Scheme 1. Synthesis of KGP03 from 6-methoxytetralin featuring early installation of phenolic moiety.

Scheme 2. Efficient alternative synthesis of KGP03 from 6-methoxytetralone.

Scheme 3. Synthesis of KGP413 from 6-methoxytetralin featuring a modified Shapiro coupling reaction.

Scheme 4. Efficient alternatives synthesis of KGP413 from 6-methoxytetralone featuring a Weireb amide coupling reaction.

Scheme 5. Synthesis of KGP04 and KGP152 phosphate prodrug salt.

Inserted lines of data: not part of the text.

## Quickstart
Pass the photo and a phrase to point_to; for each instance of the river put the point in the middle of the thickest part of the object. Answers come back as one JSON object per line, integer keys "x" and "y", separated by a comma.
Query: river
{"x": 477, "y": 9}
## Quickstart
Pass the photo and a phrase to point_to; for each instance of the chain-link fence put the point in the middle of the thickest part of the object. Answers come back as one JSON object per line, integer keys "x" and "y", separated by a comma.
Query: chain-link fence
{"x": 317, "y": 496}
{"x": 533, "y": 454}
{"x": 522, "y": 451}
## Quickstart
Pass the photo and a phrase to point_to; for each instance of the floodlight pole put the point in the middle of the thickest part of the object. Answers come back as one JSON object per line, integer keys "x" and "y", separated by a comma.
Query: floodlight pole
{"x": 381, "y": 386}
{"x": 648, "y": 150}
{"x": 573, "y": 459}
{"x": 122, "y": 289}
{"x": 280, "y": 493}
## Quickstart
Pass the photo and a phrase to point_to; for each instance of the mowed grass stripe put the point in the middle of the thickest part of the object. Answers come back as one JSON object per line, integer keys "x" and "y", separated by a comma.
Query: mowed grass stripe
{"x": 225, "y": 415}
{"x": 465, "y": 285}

Fig. 2. BLI monitoring of tumor response to KGP152. KGP152 (200 mg kg^–1) was administered IP to a BALB/C SCID mouse with a large MDA-MB-231-luc orthotopic breast tumor (2 cm³). (A) Images show signal intensity heat maps overlaid on gray scale photographs of mouse at successive time points. Following KGP152 administration, the BLI signal was dramatically lower at 4 h (99% signal reduction) and recovered slightly at 24 h (81% signal reduction from baseline). (B) Corresponding dynamic time courses of total flux obtained following luciferin administration at the three time points.

Fig. 3. Color Doppler ultrasound images show reduction of tumor blood perfusion. Images show baseline and 2 h after the administration of KGP04 (15 mg kg^–1, IP) to a nude rat with a subcutaneous A549 human tumor xenograft (0.5 cm³). Red and blue indicate magnitude of flow into and out of plane. The layer of skin is apparent at the top of the images, together with structural heterogeneity in the tumor. Vascular shutdown is indicated by yellow arrow.